Misha tertawa canggung. Dia menegur sang putra, tapi tetap saja tidak ada hasil. Akhrinya dia meminta maaf pada Bulan sambil berbisik.
Bulan membalas permintaan maaf Misha dengan gelengan kepala dan senyum tipis. Dia maklum kalau Kelvin mungkin merasa tidak nyaman, seperti halnya dia.
Setelah itu semua orang masuk ke rumah karena malam sudah larut. Sudah waktunya istirahat karena besok Misha dan Ardi harus kembali bekerja.
"Lan, Ayah boleh minta tolong?" tanya Ardi begitu dia menaruh kunci mobil di laci sebelah televisi.
"Minta tolong apa, Yah?" tanya Bulan yang langsung berpaling usai melihat ibu tirinya berjalan menuju dapur sambil membawa bungkusan yang dia duga makanan atau bahan makanan.
"Kamu antar Kelvin ke kamar kosong yang ada di sebelah kamarmu," pinta Ardi. "Sekalian kamu biar kenal sama dia."
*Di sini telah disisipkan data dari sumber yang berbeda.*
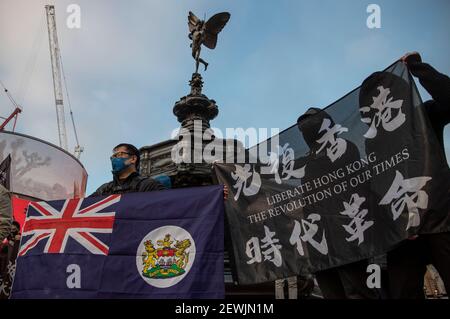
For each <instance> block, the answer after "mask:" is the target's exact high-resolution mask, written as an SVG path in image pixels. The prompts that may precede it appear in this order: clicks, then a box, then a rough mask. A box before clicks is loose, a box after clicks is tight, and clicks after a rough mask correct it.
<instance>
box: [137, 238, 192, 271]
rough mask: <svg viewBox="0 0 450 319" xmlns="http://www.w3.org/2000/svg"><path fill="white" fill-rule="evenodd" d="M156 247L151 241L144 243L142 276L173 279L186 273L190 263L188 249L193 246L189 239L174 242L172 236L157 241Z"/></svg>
mask: <svg viewBox="0 0 450 319" xmlns="http://www.w3.org/2000/svg"><path fill="white" fill-rule="evenodd" d="M156 244H157V246H158V247H155V246H154V244H153V243H152V241H151V240H147V241H145V242H144V246H145V252H143V254H142V263H143V264H144V269H142V275H143V276H145V277H148V278H171V277H176V276H179V275H182V274H184V273H185V270H184V268H185V267H186V265H187V263H188V261H189V252H187V249H188V248H189V247H190V246H191V241H190V240H189V239H183V240H176V241H175V240H172V236H171V235H170V234H166V235H165V236H164V239H160V240H157V242H156Z"/></svg>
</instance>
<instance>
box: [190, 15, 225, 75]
mask: <svg viewBox="0 0 450 319" xmlns="http://www.w3.org/2000/svg"><path fill="white" fill-rule="evenodd" d="M228 20H230V14H229V13H228V12H221V13H217V14H215V15H213V16H212V17H211V18H210V19H209V20H208V21H206V22H205V21H204V20H200V19H199V18H197V17H196V16H195V14H193V13H192V12H191V11H189V16H188V25H189V39H191V40H192V43H191V48H192V57H193V58H194V59H195V73H198V67H199V65H200V63H202V64H203V65H204V66H205V71H206V69H207V68H208V63H207V62H206V61H205V60H203V59H202V58H200V51H201V46H202V44H203V45H204V46H206V47H207V48H209V49H211V50H212V49H214V48H215V47H216V44H217V35H218V34H219V33H220V31H222V29H223V28H224V27H225V25H226V24H227V22H228Z"/></svg>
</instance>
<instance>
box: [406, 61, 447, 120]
mask: <svg viewBox="0 0 450 319" xmlns="http://www.w3.org/2000/svg"><path fill="white" fill-rule="evenodd" d="M408 68H409V70H410V71H411V73H412V74H413V75H414V76H416V77H417V78H418V79H419V81H420V84H422V86H423V87H424V88H425V89H426V90H427V91H428V93H430V95H431V96H432V97H433V100H435V101H436V102H437V104H436V107H438V108H439V110H435V111H436V113H438V114H439V115H440V116H442V117H444V118H446V119H447V123H448V121H449V119H450V78H449V77H448V76H447V75H445V74H442V73H440V72H438V71H437V70H436V69H434V68H433V67H432V66H431V65H429V64H427V63H411V64H408Z"/></svg>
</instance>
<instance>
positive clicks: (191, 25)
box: [188, 11, 200, 32]
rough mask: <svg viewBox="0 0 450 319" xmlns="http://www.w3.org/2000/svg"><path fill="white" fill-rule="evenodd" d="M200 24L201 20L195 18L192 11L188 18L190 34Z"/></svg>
mask: <svg viewBox="0 0 450 319" xmlns="http://www.w3.org/2000/svg"><path fill="white" fill-rule="evenodd" d="M199 22H200V19H199V18H197V17H196V16H195V14H193V13H192V12H191V11H189V16H188V25H189V32H192V31H193V30H194V29H195V26H196V25H197V24H198V23H199Z"/></svg>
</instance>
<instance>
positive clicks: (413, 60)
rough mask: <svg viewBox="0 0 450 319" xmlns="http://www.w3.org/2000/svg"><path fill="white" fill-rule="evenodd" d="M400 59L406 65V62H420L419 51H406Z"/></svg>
mask: <svg viewBox="0 0 450 319" xmlns="http://www.w3.org/2000/svg"><path fill="white" fill-rule="evenodd" d="M400 60H401V61H402V62H403V63H405V64H406V66H408V64H410V65H411V64H414V63H420V62H422V57H421V56H420V53H419V52H416V51H414V52H408V53H406V54H405V55H404V56H402V57H401V58H400Z"/></svg>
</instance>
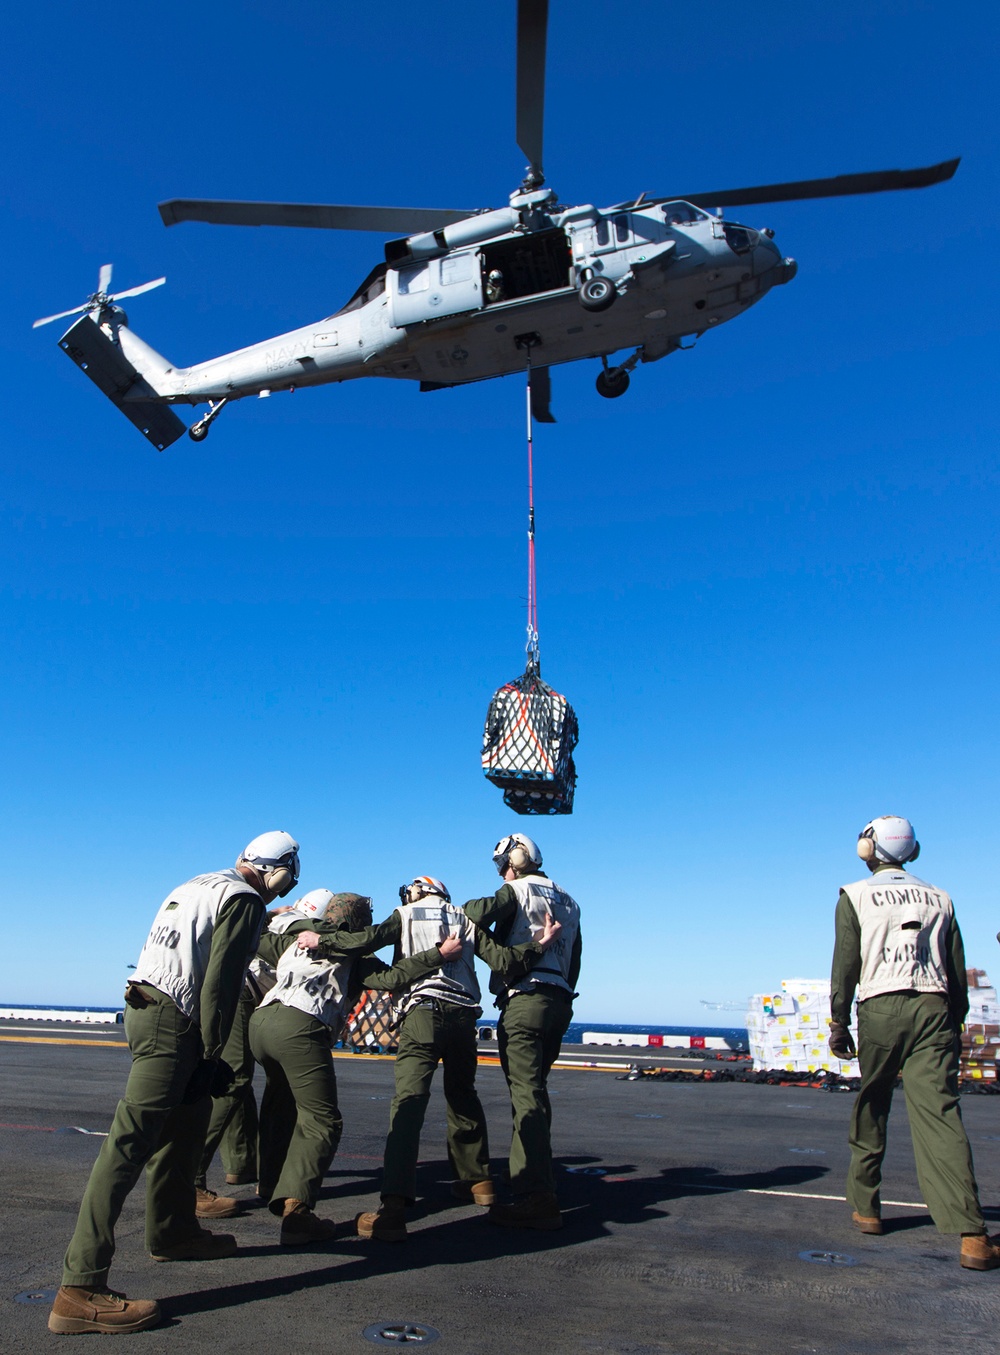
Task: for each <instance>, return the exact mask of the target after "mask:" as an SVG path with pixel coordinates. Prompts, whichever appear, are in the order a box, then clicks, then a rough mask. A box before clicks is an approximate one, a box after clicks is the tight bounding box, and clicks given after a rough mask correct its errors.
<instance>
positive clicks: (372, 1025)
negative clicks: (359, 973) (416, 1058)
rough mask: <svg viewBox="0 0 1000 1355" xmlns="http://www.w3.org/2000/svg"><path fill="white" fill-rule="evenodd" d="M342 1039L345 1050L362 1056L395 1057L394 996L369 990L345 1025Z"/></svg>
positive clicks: (371, 990) (386, 993) (385, 993)
mask: <svg viewBox="0 0 1000 1355" xmlns="http://www.w3.org/2000/svg"><path fill="white" fill-rule="evenodd" d="M341 1039H343V1045H344V1049H352V1050H355V1053H359V1054H360V1053H370V1054H378V1053H381V1054H390V1053H393V1051H394V1050H396V1046H397V1043H398V1041H397V1034H396V1014H394V1009H393V1000H392V995H390V993H381V992H375V991H373V989H367V988H366V989H364V992H363V993H362V996H360V1000H359V1003H358V1005H356V1007H355V1008H354V1011H352V1012H351V1015H350V1016H348V1018H347V1020H346V1023H344V1031H343V1035H341Z"/></svg>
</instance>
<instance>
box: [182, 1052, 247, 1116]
mask: <svg viewBox="0 0 1000 1355" xmlns="http://www.w3.org/2000/svg"><path fill="white" fill-rule="evenodd" d="M234 1077H236V1073H234V1072H233V1069H232V1068H230V1066H229V1064H228V1062H226V1061H225V1060H224V1058H202V1060H199V1061H198V1064H196V1065H195V1070H194V1072H192V1073H191V1077H190V1080H188V1084H187V1089H186V1092H184V1096H183V1102H184V1104H186V1106H194V1103H195V1102H199V1100H201V1099H202V1098H203V1096H225V1095H226V1092H228V1091H229V1088H230V1087H232V1085H233V1079H234Z"/></svg>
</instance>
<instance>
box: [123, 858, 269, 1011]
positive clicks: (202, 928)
mask: <svg viewBox="0 0 1000 1355" xmlns="http://www.w3.org/2000/svg"><path fill="white" fill-rule="evenodd" d="M238 894H249V896H251V897H252V898H256V900H257V902H260V894H259V893H257V892H256V889H253V886H252V885H249V883H248V882H247V881H245V879H244V878H243V875H241V874H240V873H238V870H214V871H211V873H210V874H207V875H195V878H194V879H188V882H187V883H186V885H179V886H178V889H175V890H173V893H171V894H168V896H167V897H165V898H164V901H163V904H160V911H159V912H157V915H156V917H154V919H153V925H152V928H150V931H149V935H148V936H146V943H145V946H144V947H142V950H141V953H140V958H138V963H137V965H136V973H134V974H133V976H131V981H133V982H134V984H152V985H153V986H154V988H159V989H160V992H163V993H167V996H168V997H171V999H173V1001H175V1003H176V1004H178V1007H179V1008H180V1009H182V1012H184V1015H186V1016H190V1018H191V1019H192V1020H198V1016H199V1003H201V997H202V984H203V982H205V972H206V969H207V967H209V953H210V951H211V935H213V932H214V931H215V921H217V920H218V915H220V913H221V912H222V908H224V906H225V905H226V904H228V902H229V900H230V898H236V897H237V896H238ZM262 920H263V908H262ZM256 944H257V938H256V936H255V938H253V944H252V949H251V954H252V953H253V950H256Z"/></svg>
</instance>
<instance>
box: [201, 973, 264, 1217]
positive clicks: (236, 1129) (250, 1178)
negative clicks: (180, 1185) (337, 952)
mask: <svg viewBox="0 0 1000 1355" xmlns="http://www.w3.org/2000/svg"><path fill="white" fill-rule="evenodd" d="M271 988H274V970H272V969H271V966H270V965H266V963H264V962H263V959H260V957H259V955H255V957H253V959H252V961H251V962H249V966H248V969H247V978H245V980H244V985H243V992H241V993H240V1001H238V1003H237V1005H236V1016H234V1018H233V1028H232V1030H230V1031H229V1039H228V1041H226V1045H225V1049H224V1050H222V1061H224V1062H225V1064H229V1066H230V1068H232V1069H233V1083H232V1087H230V1088H229V1091H228V1092H226V1095H225V1096H217V1098H215V1099H214V1100H213V1103H211V1119H210V1121H209V1131H207V1134H206V1135H205V1150H203V1153H202V1163H201V1167H199V1169H198V1175H196V1176H195V1192H196V1209H195V1213H196V1214H198V1218H230V1217H232V1215H233V1214H237V1213H238V1211H240V1201H238V1199H234V1198H229V1196H226V1195H218V1194H217V1192H215V1191H214V1190H209V1183H207V1172H209V1167H210V1165H211V1160H213V1157H214V1156H215V1153H217V1152H218V1154H220V1157H221V1159H222V1171H224V1172H225V1176H226V1186H248V1184H251V1183H252V1182H256V1179H257V1133H259V1121H257V1102H256V1096H255V1095H253V1069H255V1068H256V1061H255V1058H253V1053H252V1051H251V1047H249V1019H251V1016H252V1015H253V1012H255V1011H256V1008H257V1007H259V1005H260V1001H262V999H263V996H264V993H267V992H268V991H270V989H271Z"/></svg>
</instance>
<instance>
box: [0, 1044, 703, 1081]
mask: <svg viewBox="0 0 1000 1355" xmlns="http://www.w3.org/2000/svg"><path fill="white" fill-rule="evenodd" d="M0 1042H4V1043H7V1045H93V1046H96V1047H98V1049H127V1047H129V1042H127V1041H125V1039H60V1038H57V1037H56V1035H0ZM331 1054H332V1057H333V1058H354V1060H366V1061H373V1060H379V1061H381V1062H392V1064H394V1062H396V1054H363V1053H358V1054H355V1053H354V1051H352V1050H350V1049H332V1050H331ZM477 1062H480V1064H482V1065H485V1066H488V1068H499V1066H500V1058H499V1057H497V1056H496V1054H480V1056H478V1057H477ZM623 1068H625V1065H619V1064H611V1065H604V1066H602V1065H599V1064H560V1062H558V1061H557V1062H556V1064H553V1069H558V1070H560V1072H564V1073H566V1072H568V1073H621V1072H622V1070H623ZM692 1072H695V1073H696V1072H698V1070H696V1069H692ZM699 1076H701V1075H699Z"/></svg>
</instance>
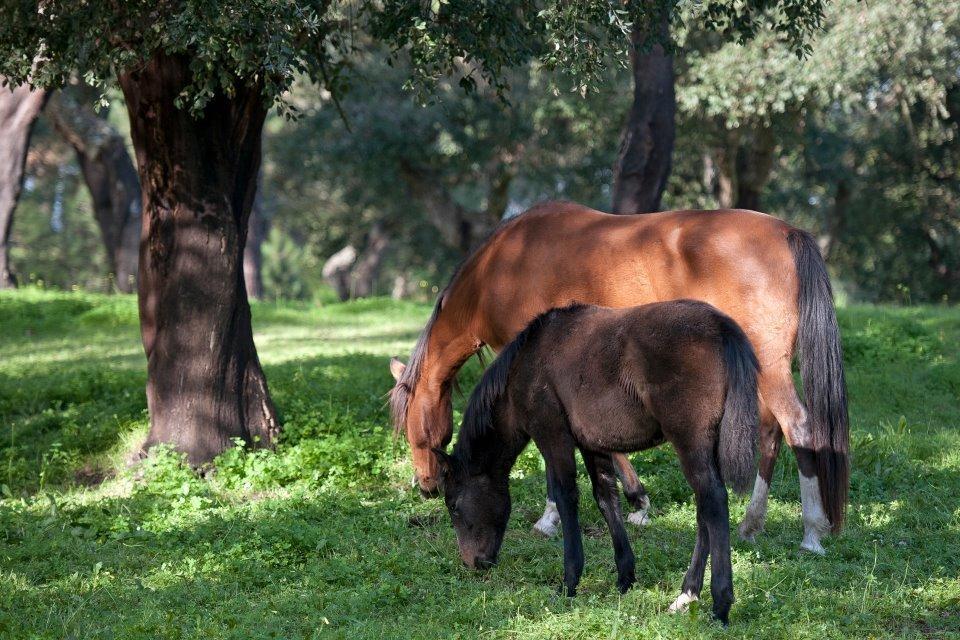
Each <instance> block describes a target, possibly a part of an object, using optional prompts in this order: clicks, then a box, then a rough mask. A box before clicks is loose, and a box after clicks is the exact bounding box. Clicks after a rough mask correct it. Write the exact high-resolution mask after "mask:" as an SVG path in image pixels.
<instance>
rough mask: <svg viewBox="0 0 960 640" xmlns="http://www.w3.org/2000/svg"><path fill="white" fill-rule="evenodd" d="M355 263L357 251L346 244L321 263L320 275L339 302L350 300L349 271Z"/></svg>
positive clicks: (350, 244) (356, 254)
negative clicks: (334, 295)
mask: <svg viewBox="0 0 960 640" xmlns="http://www.w3.org/2000/svg"><path fill="white" fill-rule="evenodd" d="M356 261H357V250H356V249H355V248H354V247H353V245H352V244H348V245H347V246H345V247H344V248H343V249H340V250H339V251H337V252H336V253H335V254H333V255H332V256H330V257H329V258H327V261H326V262H324V263H323V270H322V271H321V274H322V275H323V278H324V280H326V281H327V282H328V283H330V286H331V287H333V290H334V292H336V294H337V298H338V299H339V300H340V302H346V301H347V300H349V299H350V270H351V269H352V268H353V264H354V263H355V262H356Z"/></svg>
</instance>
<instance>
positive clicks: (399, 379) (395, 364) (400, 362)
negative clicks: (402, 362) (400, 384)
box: [390, 358, 407, 382]
mask: <svg viewBox="0 0 960 640" xmlns="http://www.w3.org/2000/svg"><path fill="white" fill-rule="evenodd" d="M406 368H407V365H405V364H403V363H402V362H401V361H400V359H399V358H390V373H392V374H393V379H394V380H396V381H397V382H400V376H402V375H403V372H404V370H405V369H406Z"/></svg>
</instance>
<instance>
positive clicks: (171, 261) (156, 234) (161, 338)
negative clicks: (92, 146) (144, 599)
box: [119, 53, 279, 465]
Bulan tidak bisa menolak meski masih merasa canggung dengan penolakan Kelvin sebelumnya. Dia akhirnya mengangguk dan mendekati Kelvin yang masih berdiri di ruang tamu sambil memandangi foto pernikahan Misha dan Ardi yang memang dipajang di sana dengan pigura ukuran besar.
"Kak, ayo aku antar ke kamar!" ajak Bulan begitu dia sampai di belakang Kelvin.
Kelvin menoleh. Dia tidak mengatakan apa pun, tapi tangannya beranjak mengambil koper.
Melihat itu Bulan menghela napas lega. Setidaknya dia tidak ditolak seperti sebelumnya. Dia kemudian berjalan menuju kamar yang ditujukan untuk Kelvin. Letak kamar itu ada di sebelah ruang untuk menyimpan bahan-bahan untuk pembuatan soto.
"Ini kamar Kakak," ujar Bulan sembari membuka pintu kamar yang ada di sebelah kiri kamar tidurnya.
Kelvin lagi-lagi tidak menjawab. Dia memilih masuk ke dalam kamar, lalu menyentuh daun pintunya. Kepala yang sejak tadi tertunduk akhirnya menatap Bulan.
"Tidak usah pura-pura ramah," ujarnya dengan suara pelan, tapi tajam.